El auge de Donald Trump en el sector inmobiliario no solo fue producto de su ambición y estrategia empresarial, sino también de sus interacciones con figuras poderosas y, a menudo, problemáticas, como sindicatos influyentes y elementos del crimen organizado. La historia detrás de la construcción de la Trump Tower y sus primeros pasos en Atlantic City refleja cómo las alianzas y negociaciones, a veces turbias, fueron cruciales para su éxito.
Trump se vio obligado a interactuar con el sindicato de los Teamsters Local 282, cuyos miembros estaban a cargo de la distribución de materiales de construcción en el proyecto de la Trump Tower. John Cody, el presidente del sindicato, era conocido por su estrecha relación con la familia mafiosa Gambino y por sus tácticas agresivas, que incluían amenazar con huelgas si no se cumplían sus demandas. En 1980, el FBI citó a Trump en calidad de testigo para investigar una posible corrupción relacionada con Cody. Se decía que Trump había ofrecido un apartamento en la torre como soborno para evitar retrasos en la construcción. Aunque Trump negó tal acuerdo, la investigación no logró encontrar pruebas concretas. Sin embargo, dos años después, la misteriosa Verina Hixon, asociada de Cody, ocuparía varios apartamentos en la Trump Tower, lo que alimentó aún más las especulaciones sobre las conexiones entre Trump y el crimen organizado.
En paralelo, Trump dirigió su mirada hacia Atlantic City, un lugar que, aunque menos obvio para un proyecto tan ambicioso, parecía ser el terreno perfecto para su incursión en el mundo de los casinos. El gobierno local, sumido en una crisis fiscal, necesitaba urgentemente inversionistas para revitalizar la ciudad. Sin las conexiones ni el capital para invertir en lugares como Las Vegas, Trump encontró una oportunidad ideal en Atlantic City, que había legalizado el juego en 1976. Sin embargo, el ambiente político y regulatorio era complejo, ya que los reguladores de Nueva Jersey mantenían estrictos controles sobre los propietarios y operadores de casinos.

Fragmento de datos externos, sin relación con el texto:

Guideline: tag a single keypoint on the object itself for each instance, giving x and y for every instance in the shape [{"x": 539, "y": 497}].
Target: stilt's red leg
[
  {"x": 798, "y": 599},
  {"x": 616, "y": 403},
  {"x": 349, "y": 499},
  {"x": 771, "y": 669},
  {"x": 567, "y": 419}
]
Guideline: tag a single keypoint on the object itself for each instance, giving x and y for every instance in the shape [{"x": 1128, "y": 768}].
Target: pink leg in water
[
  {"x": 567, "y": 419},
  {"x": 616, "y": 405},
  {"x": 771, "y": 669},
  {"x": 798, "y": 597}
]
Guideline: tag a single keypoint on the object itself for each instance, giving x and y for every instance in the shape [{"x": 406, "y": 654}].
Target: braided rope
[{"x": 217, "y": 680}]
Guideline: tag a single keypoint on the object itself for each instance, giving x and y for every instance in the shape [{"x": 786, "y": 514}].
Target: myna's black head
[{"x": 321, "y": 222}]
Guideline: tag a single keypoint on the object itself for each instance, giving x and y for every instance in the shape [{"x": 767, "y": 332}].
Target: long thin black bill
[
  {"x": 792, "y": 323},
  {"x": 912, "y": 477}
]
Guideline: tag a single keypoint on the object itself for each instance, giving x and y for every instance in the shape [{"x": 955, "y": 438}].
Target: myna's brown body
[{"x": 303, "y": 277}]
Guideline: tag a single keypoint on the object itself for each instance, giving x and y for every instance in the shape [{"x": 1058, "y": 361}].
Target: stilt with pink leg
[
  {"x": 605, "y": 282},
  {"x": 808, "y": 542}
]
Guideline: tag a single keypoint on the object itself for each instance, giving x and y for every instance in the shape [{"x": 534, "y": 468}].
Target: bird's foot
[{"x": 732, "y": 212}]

Para navegar por este terreno, Trump estableció relaciones con figuras clave, como el abogado local Nick Ribis y el influyente Patrick McGahn. Estos contactos fueron esenciales para sortear los obstáculos legales y obtener acceso a propiedades clave para el desarrollo del Trump Plaza. Trump, en busca de obtener una licencia de casino, omitió detalles importantes sobre sus investigaciones previas, lo que hubiera sido un obstáculo significativo si se hubiera revelado. A pesar de esto, obtuvo la licencia en 1982 y comenzó la construcción, mientras que su hermano menor, Robert Trump, asumió el control de las operaciones en Atlantic City.

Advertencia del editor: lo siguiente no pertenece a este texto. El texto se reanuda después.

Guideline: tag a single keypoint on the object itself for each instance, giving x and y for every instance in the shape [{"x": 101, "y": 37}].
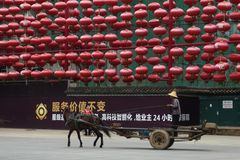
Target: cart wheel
[
  {"x": 159, "y": 139},
  {"x": 210, "y": 127},
  {"x": 171, "y": 142}
]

Entre las figuras problemáticas que rodeaban el casino estaba Robert LiButti, un conocido asociado de la mafia Gambino, quien gastó grandes sumas de dinero en el casino de Trump. LiButti fue conocido por su comportamiento agresivo hacia los empleados y sus vínculos con el crimen organizado, lo que finalmente llevó a que fuera vetado de todos los casinos del estado. A pesar de esto, Trump continuó cultivando su relación con LiButti, algo que más tarde negó en público. Este episodio subraya cómo Trump utilizó a personajes oscuros para consolidar su poder en el mundo de los casinos.
Otro aspecto clave en la ascensión de Trump fue su habilidad para negociar con las autoridades. En el caso de la Trump Tower, Trump solicitó una exención fiscal para hacer viable el proyecto, una medida que había utilizado en el pasado en el Commodore Hotel. Sin embargo, con la llegada de un nuevo alcalde reformista, Ed Koch, las relaciones de Trump con la política local se complicaron. Koch, quien había ganado la alcaldía en 1977, estaba menos dispuesto a favorecer los intereses de Trump, especialmente después de un conflicto previo relacionado con un asunto de easement en el proyecto del Commodore. A pesar de la oposición política y las dificultades para obtener las exenciones fiscales, Trump logró finalizar el proyecto sin grandes contratiempos.
El ascenso de Trump no fue solo el resultado de sus dotes como negociador o empresario, sino también de su capacidad para involucrarse en ambientes políticos complejos y, a veces, moralmente ambiguos. Su capacidad para formar alianzas con figuras que se encontraban al margen de la ley le permitió avanzar en un mundo donde el poder y las conexiones, más que el mérito, determinaban el éxito. La construcción de la Trump Tower y su incursión en Atlantic City no solo marcaron su éxito como magnate inmobiliario, sino que también reflejaron un patrón de negociaciones difíciles y alianzas cuestionables que lo acompañarían a lo largo de su carrera.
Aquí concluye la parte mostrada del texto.